Mr Slim is acutely aware of the perils of a popular backlash. During last year's deeply polarising presidential campaign, he cannily avoided publicly backing either of Mr Calderon or his populist rival, Andres Manual Lopez Obrador. While his business instincts might normally have inclined him firmly towards Mr Calderon, there was always the real possibility that he would lose. Moreover, he had over the years forged a close relationship with Mr Lopez Obrador, a former mayor of Mexico City, by ploughing millions of his own cash into revitalising the city's historic central district.
Sensing a leftward turn of the political winds in many parts of Latin America, Mr Slim almost counter-intuitively has strived recently to deepen relationships with an assortment of left-leaning political leaders. Last year, he specifically championed a plan called the Chatultepec Accord that rather vaguely called for further private-public investment in education to push, as he put it, for the "development of Latin America through the development of human capital and structural investment".
But if Mr Slim is to ward off new regulations to free competition his best weapon is his power to give. Only thus might he combat what Denise Dresser, a professor at the Autonomous Technological Institute of Mexico, calls "a growing public consensus that Slim's attempts to block competition are hurting the Mexican economy". She adds: "He wants to ward off those criticisms."
In truth, Mr Slim's philanthropic endeavours are already off to an impressive start. His spending on the Centro District of Mexico City, a tangle of narrow streets and Spanish colonial edifices surrounding the main square and baroque cathedral has transformed the area from a zone of rampant crime, to an oasis for tourists, and artists who have been given empty buildings for studios, galleries, cafes and performance spaces at low rents.

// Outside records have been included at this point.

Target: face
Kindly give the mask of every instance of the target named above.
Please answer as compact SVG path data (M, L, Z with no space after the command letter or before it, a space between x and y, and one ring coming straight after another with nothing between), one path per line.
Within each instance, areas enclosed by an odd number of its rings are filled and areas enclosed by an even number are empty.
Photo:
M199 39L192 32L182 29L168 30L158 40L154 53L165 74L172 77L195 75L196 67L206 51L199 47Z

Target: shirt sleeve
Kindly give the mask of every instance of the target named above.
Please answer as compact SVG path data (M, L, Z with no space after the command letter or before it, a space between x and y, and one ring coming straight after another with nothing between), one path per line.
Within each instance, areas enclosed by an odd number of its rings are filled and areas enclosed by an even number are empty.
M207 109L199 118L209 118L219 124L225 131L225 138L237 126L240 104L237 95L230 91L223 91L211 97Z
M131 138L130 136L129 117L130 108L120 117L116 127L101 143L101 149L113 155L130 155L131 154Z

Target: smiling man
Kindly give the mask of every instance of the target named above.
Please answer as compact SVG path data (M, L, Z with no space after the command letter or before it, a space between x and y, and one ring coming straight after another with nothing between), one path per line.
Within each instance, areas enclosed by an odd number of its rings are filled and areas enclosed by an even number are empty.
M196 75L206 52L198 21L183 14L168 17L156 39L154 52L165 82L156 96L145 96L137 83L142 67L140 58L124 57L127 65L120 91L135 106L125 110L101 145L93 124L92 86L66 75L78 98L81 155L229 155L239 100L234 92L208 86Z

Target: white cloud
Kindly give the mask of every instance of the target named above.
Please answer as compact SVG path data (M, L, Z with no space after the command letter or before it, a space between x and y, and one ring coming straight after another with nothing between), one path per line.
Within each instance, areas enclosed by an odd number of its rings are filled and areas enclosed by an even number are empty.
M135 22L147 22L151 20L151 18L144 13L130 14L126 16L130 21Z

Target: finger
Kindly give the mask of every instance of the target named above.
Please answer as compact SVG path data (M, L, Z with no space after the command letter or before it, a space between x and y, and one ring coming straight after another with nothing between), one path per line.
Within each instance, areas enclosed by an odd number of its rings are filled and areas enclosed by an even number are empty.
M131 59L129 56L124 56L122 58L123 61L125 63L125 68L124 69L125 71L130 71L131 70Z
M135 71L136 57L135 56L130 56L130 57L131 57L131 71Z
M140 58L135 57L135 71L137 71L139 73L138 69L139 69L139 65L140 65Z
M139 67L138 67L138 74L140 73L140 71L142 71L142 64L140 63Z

His main vehicles for charity so far have been the Telmex Foundation, with an endowment of $1.2 bn and his own family charity, the Carso Foundation. The former has given away 95,000 bicycles to impoverished children to get to their schools, nearly 70,000 pairs of spectacles, and scholarships to 150,000 university students.
But sceptics note that even Mr Slim's generosity can sometimes be lined with self-interest. They predict the time will come when the artists will find themselves turfed out of Centro when the time is right to bring more moneyed tenants. Criticism has also surrounded a programme to donate thousands of laptop computers to students to give them access to the internet, as long as they use a Slim connection.
The usual defence rehearsed by monopoly holders everywhere is that their endeavours are creating prosperity and jobs for all. And 250,000 Mexicans are drawing their pay cheques from one Slim entity or another. Nor, does Mr Slim pay much attention those who second-guess his motives. "I don't care what people say," he said about the laptop programme. "What's important is that as many people as possible get connected to the internet so they can be more productive," he said. "I'm not just giving away money. I'm channeling resources to try to solve problems as quickly as possible."